Described by some as the Heston Blumenthal of drinks, Tony C has under his care 69 Colebrooke Row and Zetter Townhouse. Lucy Britner caught up with him at his Drink Factory


This is not just a converted warehouse full of offices in north London. No, Britannia Row used to be Pink Floyd’s recording studios. Now though, a receptionist, a flower arrangement and a labyrinth of corridors hide all sorts of businesses.

One of these is Tony Conigliaro’s Drink Factory, a laboratory/office that plays headquarters to Tony C’s inventory of imbibing. Behind that door there’s a large kitchen area that has been taken over by water baths, centrifuges, florence flasks and all manner of little bottles. Inside these bottles there are more smells than you could ever imagine existed. And this is what Conigliaro is passionate about: smell and taste.

“The Drinks Factory started as a blog over the past seven years. This has put me in touch with people I wouldn’t necessarily meet,” he says.

Opposite the kitchen area – or lab as it looks and is called now – are high shelves with rows and rows of jars containing everything from gin botanicals, different woods, several types of honey and loads of different teas. On the floor, there’s a pine tree branch and the air smells a bit like Christmas.

When I ask Conigliaro, 40, about inspiration for drinks, he takes up a pen and paper and draws a kind of flow-chart as we talk – he did attend art school after all. In fact, we’re sitting on a sofa, with a clear perspex ‘black’ board in front of us and he’s talking about the types of people that have passed through the Factory door – “fashion designers, set designers”, he says.

Perhaps he’s more Andy Warhol than Heston Blumenthal. “Drinks start like a story,” he says, and draws. “The Woodland Martini, for example, was inspired by a walk in the woods in Portland, Oregan. First the light, then it becomes darker the deeper into the woods you go and then there’s the woodland smell.”

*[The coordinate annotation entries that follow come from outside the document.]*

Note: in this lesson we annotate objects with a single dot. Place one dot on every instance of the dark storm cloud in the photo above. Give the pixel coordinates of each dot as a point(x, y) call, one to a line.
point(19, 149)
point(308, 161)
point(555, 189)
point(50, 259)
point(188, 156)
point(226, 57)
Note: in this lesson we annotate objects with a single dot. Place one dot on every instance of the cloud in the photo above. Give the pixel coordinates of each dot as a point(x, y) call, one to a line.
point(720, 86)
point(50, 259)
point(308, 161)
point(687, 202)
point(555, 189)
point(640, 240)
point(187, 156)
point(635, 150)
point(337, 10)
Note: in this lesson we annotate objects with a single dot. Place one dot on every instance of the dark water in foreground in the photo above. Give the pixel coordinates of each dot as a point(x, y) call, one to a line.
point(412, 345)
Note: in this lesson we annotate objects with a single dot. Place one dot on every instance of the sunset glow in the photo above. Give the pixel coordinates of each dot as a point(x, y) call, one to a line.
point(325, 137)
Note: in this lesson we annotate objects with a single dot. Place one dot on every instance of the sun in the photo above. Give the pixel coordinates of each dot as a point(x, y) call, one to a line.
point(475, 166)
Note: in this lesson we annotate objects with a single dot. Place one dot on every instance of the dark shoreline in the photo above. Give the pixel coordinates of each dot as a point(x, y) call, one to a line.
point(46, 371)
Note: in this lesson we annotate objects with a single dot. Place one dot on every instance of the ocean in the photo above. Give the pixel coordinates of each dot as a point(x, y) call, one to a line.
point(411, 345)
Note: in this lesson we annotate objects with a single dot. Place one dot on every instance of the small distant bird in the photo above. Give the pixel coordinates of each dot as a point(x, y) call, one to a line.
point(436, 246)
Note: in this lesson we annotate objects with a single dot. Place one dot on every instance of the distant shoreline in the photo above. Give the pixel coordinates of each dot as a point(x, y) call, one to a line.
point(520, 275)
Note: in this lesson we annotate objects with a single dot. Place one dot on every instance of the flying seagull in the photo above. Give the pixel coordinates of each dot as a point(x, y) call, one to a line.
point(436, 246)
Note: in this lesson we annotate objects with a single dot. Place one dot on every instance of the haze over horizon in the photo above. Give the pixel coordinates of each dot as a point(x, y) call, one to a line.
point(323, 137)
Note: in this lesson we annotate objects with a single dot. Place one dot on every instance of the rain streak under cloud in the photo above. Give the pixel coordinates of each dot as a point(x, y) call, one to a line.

He describes the sunlight as citrussy notes in gin, umami from sherry and the woodland as bitters made from wood in the lab. “Rather than look at bitters as providing top and bottom notes [to a drink], we made it with all base notes,” he adds.

Really Conigliaro began walking down that forest path 13 years ago, after a conversation with chef Bruno Loubet about applying elements of cuisine to drink. Incidentally, Loubet is the chef behind Zetter Hotel, the home of Conigliaro’s second bar, Zetter Townhouse (or ZTH).

Food v drink

So why did he pursue the drinks side and not food? “I see it as a hybrid, really,” he responds. “No one had done it with drinks. It’s about creating that experience and language but with a much shorter parameter.”

After all, usually people don’t spend a few seconds chewing a drink. Conigliaro attempts to arouse the same kind of taste sensation in the time it takes for the drink to pass over the tongue and slip down the back of the throat.